Monsieur le Président de la République,
La présente ordonnance, prise sur le fondement de l'habilitation donnée au Gouvernement par l'article 30 de la loi n° 2009-1674 du 30 décembre 2009 de finances rectificative pour 2009, a pour objet de mettre fin au régime des conservateurs des hypothèques, qui exercent la mission de publicité foncière depuis la Révolution française.
La publicité foncière, qui est une mission de service public ayant pour finalité de porter à la connaissance de tous, en les rendant opposables, les droits exercés individuellement sur les immeubles, continuera bien évidemment d'être assurée par la direction générale des finances publiques, selon des modalités plus conformes au statut général des fonctionnaires, notamment en matière de rémunérations.

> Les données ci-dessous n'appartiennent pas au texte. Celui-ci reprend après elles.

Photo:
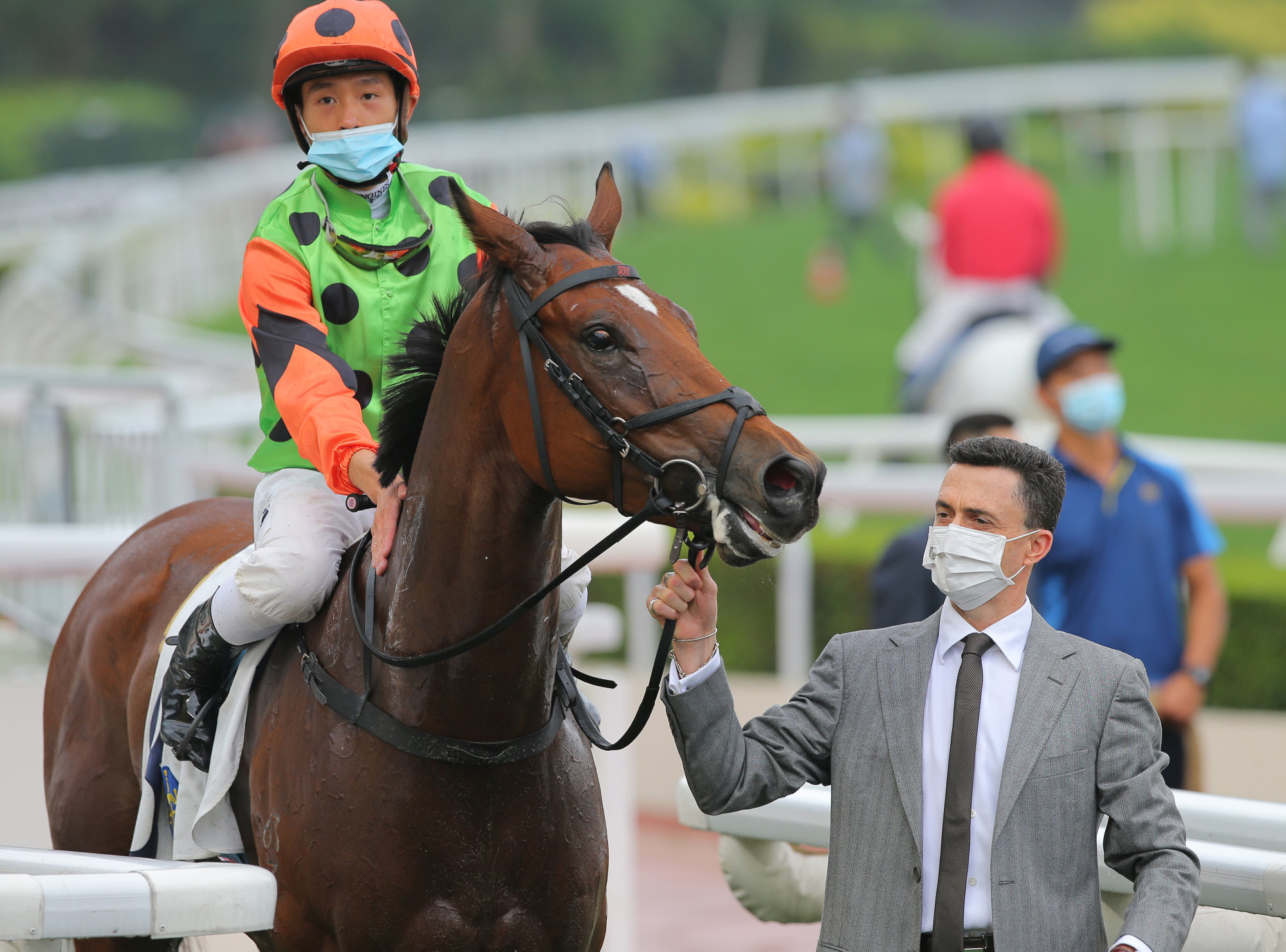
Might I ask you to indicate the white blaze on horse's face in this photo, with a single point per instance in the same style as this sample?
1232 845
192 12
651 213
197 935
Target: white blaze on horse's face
633 294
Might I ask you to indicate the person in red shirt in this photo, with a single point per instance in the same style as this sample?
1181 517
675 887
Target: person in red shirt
996 249
998 221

En effet, aujourd'hui, le conservateur des hypothèques perçoit des « salaires » des usagers à l'occasion de l'accomplissement des formalités, qui financent directement sa rémunération et le fonctionnement du service de la publicité foncière.
En contrepartie de ce régime de rémunération atypique, il assume une responsabilité civile personnelle qui peut être mise en jeu jusqu'à l'expiration d'un délai de dix ans suivant la cessation de ses fonctions. Pour couvrir cette responsabilité, le conservateur doit fournir un cautionnement en application d'une loi du 21 ventôse an VII.
Dans son rapport annuel 2008, la Cour des comptes a relevé « l'anachronisme grandissant du statut des conservateurs des hypothèques » et souhaité sa modification.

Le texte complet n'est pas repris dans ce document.